I’ve been using Byword as my “scratchpad”, if you will, for a few years. For the uninitiated, Byword is a Markdown application for writing in plain text for Mac and iOS. For me, any piece of text on my notebook starts in Byword. From there, it goes to any number of places. It could be a draft for an email (or a letter) I am composing, I could be doing long-form journaling or I could be reflecting on the day’s events, or sometimes I’ll just have a short list of things I want to work on for a given day, which I’ll keep over there. The use cases are endless. If you work with text at all, then a text editor can be your best friend. Most of the time, I don’t even save the document. It’s called Untitled, and I add and remove things from it. Right now, I have a short list of things in it that would make my day great.
The dictionary defines scratchpad as a small, fast memory for the temporary storage of data. Twyla Tharp describes “scratching” as an act best done on a routine designed to gather and collect small ideas to be used at a later date, though my use case is more temporary — things I have in my untitled Byword document typically remain for a day before it gets saved or goes elsewhere so I can start anew the next day.
I use it primarily as a placeholder for text before I decide what to do with it so I don’t have to constantly think about where something goes. The reason being that you can’t think and do things at the same time. You can’t write and edit together, and I need to write things through before I can make sense of it all. There are times when I’ll leave text in the untitled document and let it incubate for some time because I am not yet ready to commit to it in that I don’t know if it’s worth capturing just yet. For instance, if I am going to be writing about the one thing that was amazing on a given day, I feel compelled to write the things I did that day before I can settle on what’s truly amazing. In other words, I am using the Explore, Evaluate, Execute process to find out what’s most meaningful about my day.

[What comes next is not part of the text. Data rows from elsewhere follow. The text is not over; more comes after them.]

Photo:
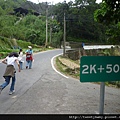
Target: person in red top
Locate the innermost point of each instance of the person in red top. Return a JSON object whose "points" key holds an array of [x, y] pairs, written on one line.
{"points": [[29, 57]]}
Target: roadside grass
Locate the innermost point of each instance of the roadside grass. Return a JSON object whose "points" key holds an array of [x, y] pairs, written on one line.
{"points": [[65, 69]]}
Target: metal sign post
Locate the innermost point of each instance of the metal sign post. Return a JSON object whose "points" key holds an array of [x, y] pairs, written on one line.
{"points": [[102, 94], [100, 69]]}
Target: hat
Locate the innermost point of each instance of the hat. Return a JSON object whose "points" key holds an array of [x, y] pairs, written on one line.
{"points": [[30, 47]]}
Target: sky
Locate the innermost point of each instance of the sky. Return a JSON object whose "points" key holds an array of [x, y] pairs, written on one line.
{"points": [[54, 1]]}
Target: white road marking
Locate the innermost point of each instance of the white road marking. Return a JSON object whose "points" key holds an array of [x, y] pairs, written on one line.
{"points": [[55, 68]]}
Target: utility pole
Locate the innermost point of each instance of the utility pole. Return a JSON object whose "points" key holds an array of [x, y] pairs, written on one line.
{"points": [[64, 36], [46, 25]]}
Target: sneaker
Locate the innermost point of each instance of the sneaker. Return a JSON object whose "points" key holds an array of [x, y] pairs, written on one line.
{"points": [[11, 92], [0, 90]]}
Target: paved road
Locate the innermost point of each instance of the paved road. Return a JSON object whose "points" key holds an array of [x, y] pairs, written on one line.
{"points": [[42, 90]]}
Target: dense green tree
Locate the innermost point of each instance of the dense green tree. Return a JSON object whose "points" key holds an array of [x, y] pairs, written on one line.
{"points": [[109, 14]]}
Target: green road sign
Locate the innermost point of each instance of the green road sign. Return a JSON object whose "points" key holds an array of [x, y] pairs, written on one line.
{"points": [[99, 68]]}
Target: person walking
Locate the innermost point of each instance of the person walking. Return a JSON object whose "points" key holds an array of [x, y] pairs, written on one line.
{"points": [[20, 58], [10, 71], [29, 57]]}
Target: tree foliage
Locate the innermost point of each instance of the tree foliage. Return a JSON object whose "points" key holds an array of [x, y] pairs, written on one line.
{"points": [[109, 14]]}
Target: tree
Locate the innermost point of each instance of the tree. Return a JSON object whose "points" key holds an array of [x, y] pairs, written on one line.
{"points": [[109, 14]]}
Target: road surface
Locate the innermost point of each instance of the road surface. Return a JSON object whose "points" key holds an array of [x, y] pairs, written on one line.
{"points": [[42, 90]]}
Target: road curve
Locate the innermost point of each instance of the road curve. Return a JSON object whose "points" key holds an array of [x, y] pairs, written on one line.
{"points": [[42, 90]]}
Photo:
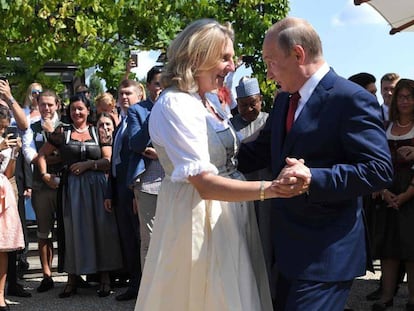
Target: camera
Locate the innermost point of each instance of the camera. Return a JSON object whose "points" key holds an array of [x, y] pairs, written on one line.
{"points": [[12, 130], [248, 59], [134, 56]]}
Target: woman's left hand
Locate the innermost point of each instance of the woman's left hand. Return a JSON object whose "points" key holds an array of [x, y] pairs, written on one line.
{"points": [[79, 167], [406, 152]]}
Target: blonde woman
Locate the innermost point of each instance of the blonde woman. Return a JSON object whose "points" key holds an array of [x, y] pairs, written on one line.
{"points": [[205, 253]]}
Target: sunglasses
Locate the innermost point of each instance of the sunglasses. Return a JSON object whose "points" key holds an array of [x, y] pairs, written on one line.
{"points": [[36, 92]]}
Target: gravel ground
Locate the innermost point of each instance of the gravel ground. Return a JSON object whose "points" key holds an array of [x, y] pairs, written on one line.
{"points": [[87, 300]]}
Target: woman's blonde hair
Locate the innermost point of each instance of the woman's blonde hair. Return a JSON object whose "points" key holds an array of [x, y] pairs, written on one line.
{"points": [[197, 48], [28, 99]]}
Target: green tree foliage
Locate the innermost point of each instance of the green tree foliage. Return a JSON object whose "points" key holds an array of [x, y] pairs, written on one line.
{"points": [[101, 32]]}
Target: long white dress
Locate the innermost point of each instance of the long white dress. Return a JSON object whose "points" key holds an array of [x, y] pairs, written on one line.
{"points": [[204, 254]]}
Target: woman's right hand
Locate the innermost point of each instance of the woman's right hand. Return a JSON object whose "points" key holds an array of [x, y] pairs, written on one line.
{"points": [[51, 180], [390, 198]]}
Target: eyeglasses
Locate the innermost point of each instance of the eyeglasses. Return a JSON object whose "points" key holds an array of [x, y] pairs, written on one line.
{"points": [[401, 97]]}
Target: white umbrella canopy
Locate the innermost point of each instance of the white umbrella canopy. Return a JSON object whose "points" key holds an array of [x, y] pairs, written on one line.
{"points": [[398, 13]]}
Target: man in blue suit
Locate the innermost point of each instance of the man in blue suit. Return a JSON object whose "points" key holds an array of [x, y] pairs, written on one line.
{"points": [[145, 172], [334, 153], [120, 196]]}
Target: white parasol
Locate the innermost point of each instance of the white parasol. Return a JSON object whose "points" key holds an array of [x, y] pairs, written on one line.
{"points": [[398, 13]]}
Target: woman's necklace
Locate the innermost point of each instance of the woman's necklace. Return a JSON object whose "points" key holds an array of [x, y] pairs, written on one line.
{"points": [[80, 130], [405, 125]]}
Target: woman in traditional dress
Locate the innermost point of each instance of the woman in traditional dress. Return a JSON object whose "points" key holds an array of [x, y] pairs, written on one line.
{"points": [[205, 252], [91, 236]]}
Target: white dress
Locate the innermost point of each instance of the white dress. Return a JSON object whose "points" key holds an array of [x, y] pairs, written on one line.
{"points": [[204, 254]]}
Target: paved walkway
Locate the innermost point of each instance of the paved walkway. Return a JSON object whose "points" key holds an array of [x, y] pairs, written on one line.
{"points": [[84, 300], [87, 300]]}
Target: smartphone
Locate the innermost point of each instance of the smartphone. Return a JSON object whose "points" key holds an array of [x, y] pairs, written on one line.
{"points": [[12, 130], [248, 59], [134, 56]]}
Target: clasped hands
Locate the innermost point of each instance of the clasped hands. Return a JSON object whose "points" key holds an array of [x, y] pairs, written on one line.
{"points": [[293, 180]]}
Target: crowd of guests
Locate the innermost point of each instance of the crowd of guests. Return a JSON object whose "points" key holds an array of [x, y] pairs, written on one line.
{"points": [[150, 188]]}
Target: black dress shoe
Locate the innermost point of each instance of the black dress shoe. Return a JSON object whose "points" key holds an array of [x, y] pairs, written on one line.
{"points": [[382, 306], [128, 295], [69, 290], [81, 283], [22, 267], [46, 284], [105, 290], [375, 295], [18, 291]]}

To say I’ve found the software and the writing process indispensable would be an understatement. It’s the most-used software on my notebook. I’ve sung its praises many times in my journal, where I waxed poetic about how I like the white-text-on-black-background window (though there is also the inverse option). I have found its sophistication to be in its simplicity. I use Menlo 22pt font in a Wide text width. It’s very minimalist in its aesthetic, which I find to be very zen-like in its use. It has everything I need and nothing I don’t. That’s the only way it has survived this long to be my tool of choice, as one of the things I despise in software is feature bloat (apart from paying for native software as a recurring subscription, but that’s another conversation altogether). In fact, I would go so far to say that I deem it to be more important than even my project management application.

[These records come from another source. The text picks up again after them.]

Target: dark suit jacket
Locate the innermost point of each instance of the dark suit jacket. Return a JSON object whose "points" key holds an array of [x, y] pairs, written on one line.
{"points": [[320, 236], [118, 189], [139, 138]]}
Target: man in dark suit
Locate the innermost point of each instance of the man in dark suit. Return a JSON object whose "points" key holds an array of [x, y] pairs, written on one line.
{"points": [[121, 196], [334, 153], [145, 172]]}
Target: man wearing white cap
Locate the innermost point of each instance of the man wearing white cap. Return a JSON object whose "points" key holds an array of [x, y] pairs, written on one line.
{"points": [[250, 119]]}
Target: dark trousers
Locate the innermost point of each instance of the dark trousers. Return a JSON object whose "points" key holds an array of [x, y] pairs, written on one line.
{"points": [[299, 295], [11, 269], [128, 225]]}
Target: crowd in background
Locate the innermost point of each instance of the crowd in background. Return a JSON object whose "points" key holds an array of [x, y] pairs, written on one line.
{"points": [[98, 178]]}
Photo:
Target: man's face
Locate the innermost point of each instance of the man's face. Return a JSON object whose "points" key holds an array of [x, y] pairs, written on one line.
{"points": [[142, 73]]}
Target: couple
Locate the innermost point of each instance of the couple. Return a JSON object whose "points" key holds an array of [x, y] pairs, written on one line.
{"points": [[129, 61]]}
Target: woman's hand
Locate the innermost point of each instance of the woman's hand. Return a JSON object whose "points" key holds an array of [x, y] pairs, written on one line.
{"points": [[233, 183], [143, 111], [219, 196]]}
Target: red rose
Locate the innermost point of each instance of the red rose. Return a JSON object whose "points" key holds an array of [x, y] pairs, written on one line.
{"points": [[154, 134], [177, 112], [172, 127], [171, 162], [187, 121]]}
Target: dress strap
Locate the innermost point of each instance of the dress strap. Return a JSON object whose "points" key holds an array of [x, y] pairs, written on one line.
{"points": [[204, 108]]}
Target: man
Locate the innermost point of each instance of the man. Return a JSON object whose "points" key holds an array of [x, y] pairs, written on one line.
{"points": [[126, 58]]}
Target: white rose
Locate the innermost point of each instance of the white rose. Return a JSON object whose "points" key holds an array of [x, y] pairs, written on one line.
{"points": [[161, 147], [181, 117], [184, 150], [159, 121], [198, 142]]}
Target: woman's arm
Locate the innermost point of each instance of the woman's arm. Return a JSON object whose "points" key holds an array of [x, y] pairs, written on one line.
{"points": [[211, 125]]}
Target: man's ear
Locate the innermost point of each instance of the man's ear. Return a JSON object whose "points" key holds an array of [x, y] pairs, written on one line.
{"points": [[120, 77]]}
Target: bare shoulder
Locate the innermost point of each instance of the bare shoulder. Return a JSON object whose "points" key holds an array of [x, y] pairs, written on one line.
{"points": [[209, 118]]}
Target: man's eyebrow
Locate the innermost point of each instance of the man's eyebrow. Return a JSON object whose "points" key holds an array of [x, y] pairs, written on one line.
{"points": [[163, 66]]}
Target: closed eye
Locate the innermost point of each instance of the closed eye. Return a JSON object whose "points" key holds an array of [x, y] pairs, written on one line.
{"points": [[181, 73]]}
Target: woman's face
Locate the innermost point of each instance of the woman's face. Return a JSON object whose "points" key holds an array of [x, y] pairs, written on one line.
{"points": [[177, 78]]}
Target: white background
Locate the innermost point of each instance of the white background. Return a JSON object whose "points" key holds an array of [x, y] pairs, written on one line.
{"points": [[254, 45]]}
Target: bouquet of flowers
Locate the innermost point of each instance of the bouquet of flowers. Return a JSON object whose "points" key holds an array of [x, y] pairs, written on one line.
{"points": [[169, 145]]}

I use K.Q. Dreger’s application, Edit, in a similar fashion on iOS (iPhone and iPad). You don’t have to use Byword or Edit; you can use any text editor to make the “process” work. It’s not about which tool you use, rather how you use it.

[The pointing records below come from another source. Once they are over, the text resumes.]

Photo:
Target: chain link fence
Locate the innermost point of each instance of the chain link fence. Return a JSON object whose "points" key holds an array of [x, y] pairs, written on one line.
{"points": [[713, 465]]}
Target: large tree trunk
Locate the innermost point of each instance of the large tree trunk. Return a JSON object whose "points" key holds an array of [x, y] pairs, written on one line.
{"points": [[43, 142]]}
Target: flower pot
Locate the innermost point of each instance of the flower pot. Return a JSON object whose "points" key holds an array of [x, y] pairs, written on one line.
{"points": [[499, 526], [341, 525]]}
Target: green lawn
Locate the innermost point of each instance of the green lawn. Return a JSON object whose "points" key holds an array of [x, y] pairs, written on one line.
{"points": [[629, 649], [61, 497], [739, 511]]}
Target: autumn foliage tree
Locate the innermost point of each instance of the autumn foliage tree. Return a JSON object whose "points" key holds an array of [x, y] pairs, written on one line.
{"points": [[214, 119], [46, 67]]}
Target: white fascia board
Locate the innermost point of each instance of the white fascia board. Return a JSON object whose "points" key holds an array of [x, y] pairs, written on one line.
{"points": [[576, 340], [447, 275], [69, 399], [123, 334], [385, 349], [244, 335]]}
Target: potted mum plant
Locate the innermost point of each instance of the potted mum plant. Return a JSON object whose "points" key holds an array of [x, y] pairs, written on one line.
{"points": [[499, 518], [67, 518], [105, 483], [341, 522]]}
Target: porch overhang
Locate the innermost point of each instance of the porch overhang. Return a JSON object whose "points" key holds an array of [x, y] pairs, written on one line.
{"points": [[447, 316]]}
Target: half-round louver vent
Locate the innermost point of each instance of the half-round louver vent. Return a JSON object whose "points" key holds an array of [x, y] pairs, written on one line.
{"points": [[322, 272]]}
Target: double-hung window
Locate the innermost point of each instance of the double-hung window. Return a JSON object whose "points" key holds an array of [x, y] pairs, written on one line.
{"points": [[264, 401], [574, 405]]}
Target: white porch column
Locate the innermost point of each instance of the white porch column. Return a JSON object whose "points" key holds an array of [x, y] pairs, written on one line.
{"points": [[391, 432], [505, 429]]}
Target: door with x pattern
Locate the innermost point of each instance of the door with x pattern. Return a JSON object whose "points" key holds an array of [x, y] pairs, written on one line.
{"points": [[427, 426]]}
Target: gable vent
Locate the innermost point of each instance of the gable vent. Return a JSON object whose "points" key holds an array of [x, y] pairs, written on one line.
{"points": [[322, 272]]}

I waited to write about this tool and its use case for this long because I didn’t know if I had much to write about it and I wasn’t sure others would find it valuable. Come to think of it, things that are obvious to us (and to our process) need to be explained to others.
I don’t remember the last time I used Word. I don’t even have it installed. Any time I get a .docx file from others (which is rare, but happens), I open it with TextEdit and copy text into Byword before I make changes and put it back in there. Other than that, it’s Byword and Edit all the way!